Sure I’m sorry. Odd thing is that I’m not inputting the join_date field. It is generated when the user submits the form. That is why I’m confused.

<p>Please enter your username and desired password to sign up to access the product management database.</p>
  <form method="post" action="<?php echo $_SERVER['PHP_SELF']; ?>">
    <fieldset>
      <legend>Registration Info</legend>
	  <label for="first_name">First Name:</label>
      <input type="text" id="first_name" name="first_name" value="<?php if (!empty($first_name)) echo $first_name; ?>" /><br />
	  <label for="last_name">Last Name:</label>
      <input type="text" id="last_name" name="last_name" value="<?php if (!empty($last_name)) echo $last_name; ?>" /><br />
      <label for="username">Username:</label>
      <input type="text" id="username" name="username" value="<?php if (!empty($username)) echo $username; ?>" /><br />
      <label for="password1">Password:</label>
      <input type="password" id="password1" name="password1" /><br />
      <label for="password2">Password (retype):</label>
      <input type="password" id="password2" name="password2" /><br />
    </fieldset>
    <input type="submit" value="Sign Up" name="submit" />
  </form>
</body> 
</html>

benanamen · April 20, 2016, 4:09pm

You have other issues. Depending on the name of a button to be submitted for your script to work is a bad idea. It will completely fail under certain circumstances. You should be using if ($_SERVER[‘REQUEST_METHOD’] == ‘POST’)

You should also be using prepared statements. I suggest you use PDO instead of Mysqli. It is also easier to use. You can check out this PDO tutorial here. https://phpdelusions.net/pdo

You also do not need to manually close the connection. Php will do it automatically when the script finishes running.

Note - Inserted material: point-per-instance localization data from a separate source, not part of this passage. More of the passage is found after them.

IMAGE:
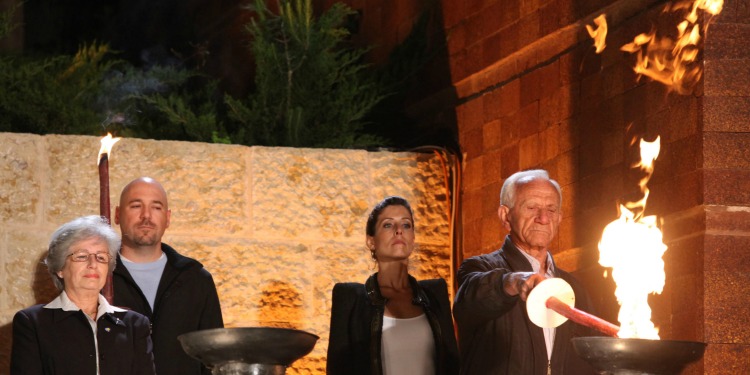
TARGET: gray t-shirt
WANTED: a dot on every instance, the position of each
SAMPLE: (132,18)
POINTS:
(146,275)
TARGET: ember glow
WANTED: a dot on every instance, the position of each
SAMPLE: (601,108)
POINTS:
(673,62)
(632,246)
(107,143)
(599,34)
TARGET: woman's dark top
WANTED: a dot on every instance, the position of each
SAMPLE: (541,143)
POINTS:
(357,321)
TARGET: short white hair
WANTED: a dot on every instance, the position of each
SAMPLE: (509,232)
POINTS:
(510,186)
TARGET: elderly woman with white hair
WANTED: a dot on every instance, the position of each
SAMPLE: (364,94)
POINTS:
(79,332)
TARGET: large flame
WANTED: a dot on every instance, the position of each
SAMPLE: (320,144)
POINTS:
(632,246)
(673,61)
(600,33)
(107,143)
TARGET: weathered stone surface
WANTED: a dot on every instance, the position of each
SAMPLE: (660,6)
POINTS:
(19,171)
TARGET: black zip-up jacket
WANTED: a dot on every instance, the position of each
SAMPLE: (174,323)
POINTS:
(357,323)
(186,301)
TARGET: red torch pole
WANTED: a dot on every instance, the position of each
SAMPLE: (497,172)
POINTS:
(104,211)
(104,206)
(582,317)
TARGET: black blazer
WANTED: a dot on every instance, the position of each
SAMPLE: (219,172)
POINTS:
(357,322)
(53,341)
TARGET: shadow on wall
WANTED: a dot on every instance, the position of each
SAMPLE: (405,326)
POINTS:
(44,292)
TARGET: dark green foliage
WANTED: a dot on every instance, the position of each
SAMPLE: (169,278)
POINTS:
(52,95)
(163,103)
(311,89)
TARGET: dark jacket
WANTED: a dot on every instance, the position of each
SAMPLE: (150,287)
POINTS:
(357,321)
(494,330)
(53,341)
(186,301)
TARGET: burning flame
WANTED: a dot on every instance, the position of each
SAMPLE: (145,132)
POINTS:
(673,62)
(632,246)
(106,149)
(600,33)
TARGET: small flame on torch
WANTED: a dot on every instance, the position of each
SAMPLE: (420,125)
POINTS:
(107,143)
(632,246)
(600,33)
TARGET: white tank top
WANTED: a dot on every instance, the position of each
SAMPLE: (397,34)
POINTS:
(407,347)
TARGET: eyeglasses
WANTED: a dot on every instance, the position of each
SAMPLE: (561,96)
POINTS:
(84,256)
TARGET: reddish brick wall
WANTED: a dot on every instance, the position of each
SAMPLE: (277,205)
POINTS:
(531,93)
(726,183)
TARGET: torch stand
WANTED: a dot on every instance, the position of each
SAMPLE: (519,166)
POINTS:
(550,304)
(248,351)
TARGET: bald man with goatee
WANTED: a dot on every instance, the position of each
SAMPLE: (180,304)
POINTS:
(176,293)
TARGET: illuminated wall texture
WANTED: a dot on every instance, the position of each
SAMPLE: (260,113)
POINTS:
(277,227)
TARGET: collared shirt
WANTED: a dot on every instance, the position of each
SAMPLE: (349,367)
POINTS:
(63,302)
(549,333)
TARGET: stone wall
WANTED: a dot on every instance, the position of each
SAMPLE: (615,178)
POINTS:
(277,227)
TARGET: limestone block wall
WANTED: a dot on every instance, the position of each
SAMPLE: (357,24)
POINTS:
(277,227)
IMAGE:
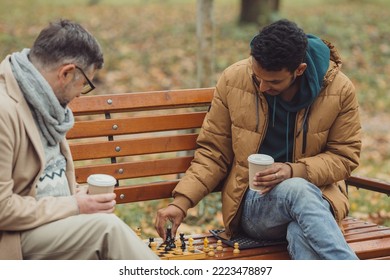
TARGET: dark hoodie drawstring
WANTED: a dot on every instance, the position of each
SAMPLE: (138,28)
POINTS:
(256,84)
(304,128)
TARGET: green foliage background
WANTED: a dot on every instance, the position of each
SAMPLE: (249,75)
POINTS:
(151,45)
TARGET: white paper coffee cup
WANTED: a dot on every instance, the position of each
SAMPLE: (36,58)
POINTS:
(100,183)
(258,162)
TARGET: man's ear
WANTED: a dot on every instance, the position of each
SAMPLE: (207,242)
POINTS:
(66,73)
(301,69)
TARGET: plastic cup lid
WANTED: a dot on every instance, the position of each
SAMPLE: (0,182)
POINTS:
(261,159)
(102,180)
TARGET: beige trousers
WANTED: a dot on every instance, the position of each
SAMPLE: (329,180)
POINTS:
(85,237)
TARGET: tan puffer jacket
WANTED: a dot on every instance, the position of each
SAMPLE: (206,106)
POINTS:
(232,131)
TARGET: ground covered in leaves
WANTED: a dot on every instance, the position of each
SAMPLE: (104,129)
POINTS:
(152,45)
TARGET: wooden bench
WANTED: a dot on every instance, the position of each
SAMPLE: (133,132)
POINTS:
(146,141)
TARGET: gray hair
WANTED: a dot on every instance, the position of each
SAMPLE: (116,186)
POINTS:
(65,42)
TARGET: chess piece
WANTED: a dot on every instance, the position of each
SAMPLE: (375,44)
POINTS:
(151,239)
(211,253)
(183,243)
(206,245)
(178,250)
(191,247)
(169,241)
(138,231)
(219,245)
(236,248)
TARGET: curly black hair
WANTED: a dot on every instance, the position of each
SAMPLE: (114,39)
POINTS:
(280,45)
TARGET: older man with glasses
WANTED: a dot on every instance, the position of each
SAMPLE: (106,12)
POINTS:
(42,215)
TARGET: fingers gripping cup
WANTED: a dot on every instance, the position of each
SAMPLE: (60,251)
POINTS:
(100,183)
(258,162)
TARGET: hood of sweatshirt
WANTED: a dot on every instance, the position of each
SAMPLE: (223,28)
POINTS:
(279,139)
(317,59)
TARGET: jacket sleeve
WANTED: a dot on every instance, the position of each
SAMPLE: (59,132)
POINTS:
(336,155)
(213,156)
(19,167)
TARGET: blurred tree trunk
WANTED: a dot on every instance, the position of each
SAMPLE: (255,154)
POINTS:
(205,36)
(258,11)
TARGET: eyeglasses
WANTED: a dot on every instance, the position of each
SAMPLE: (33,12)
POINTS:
(88,87)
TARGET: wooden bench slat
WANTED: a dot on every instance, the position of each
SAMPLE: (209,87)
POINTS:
(112,127)
(152,191)
(141,101)
(369,249)
(151,141)
(379,233)
(130,170)
(369,184)
(131,147)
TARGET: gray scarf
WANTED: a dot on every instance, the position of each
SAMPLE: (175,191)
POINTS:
(53,119)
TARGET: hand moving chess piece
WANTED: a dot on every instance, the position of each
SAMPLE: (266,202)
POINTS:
(191,247)
(205,245)
(219,245)
(211,252)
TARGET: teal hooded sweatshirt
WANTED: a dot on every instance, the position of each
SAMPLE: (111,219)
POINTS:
(279,138)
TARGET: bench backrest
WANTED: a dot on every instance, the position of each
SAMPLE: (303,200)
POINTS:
(145,140)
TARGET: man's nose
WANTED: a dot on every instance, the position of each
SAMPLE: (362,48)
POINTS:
(264,86)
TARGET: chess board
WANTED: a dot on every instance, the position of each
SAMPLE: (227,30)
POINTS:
(245,242)
(184,255)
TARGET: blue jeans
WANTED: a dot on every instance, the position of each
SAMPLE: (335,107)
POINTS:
(296,210)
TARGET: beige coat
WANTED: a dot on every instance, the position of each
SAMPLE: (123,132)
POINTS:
(21,163)
(232,131)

SHA1 is not secure and has been cracked long ago. You need to use password_hash and password_verify.

Checking if a username exists is the wrong approach. It will create a race condition when simultaneous requests are made for the same user name. Both requests will be told username is okay, but only one is going to make it to the database or else you will get a duplicate. The correct way is set the column to unique and then attempt to enter the username. If it does not exist it will be entered, otherwise the database will throw an error that you catch and handle as you wish.

Your code flow is also out of order. Your last else should be up near the top of the flow.

You are also creating a bunch of variables for nothing when the required fields are empty. That should come after you have verified you have the data you want.

$_SERVER[‘PHP_SELF’] is vulnerable to SQL Injection. You need to use $_SERVER[‘SCRIPT_NAME’]

I also dont see any code that generates join_date which is why you are getting the error,

The whole thing needs to be re-written.

Strider64 · April 20, 2016, 7:49pm

PHP_SELF can be made safe:

[php]/* Get the current page */
$phpSelf = filter_input(INPUT_SERVER, ‘PHP_SELF’, FILTER_SANITIZE_URL);
$path_parts = pathinfo($phpSelf);
$basename = $path_parts[‘basename’]; // Use this variable for action=’’:
$pageName = ucfirst($path_parts[‘filename’]);[/php]

benanamen · April 20, 2016, 10:28pm

That’s a ton of code when you can just use script name.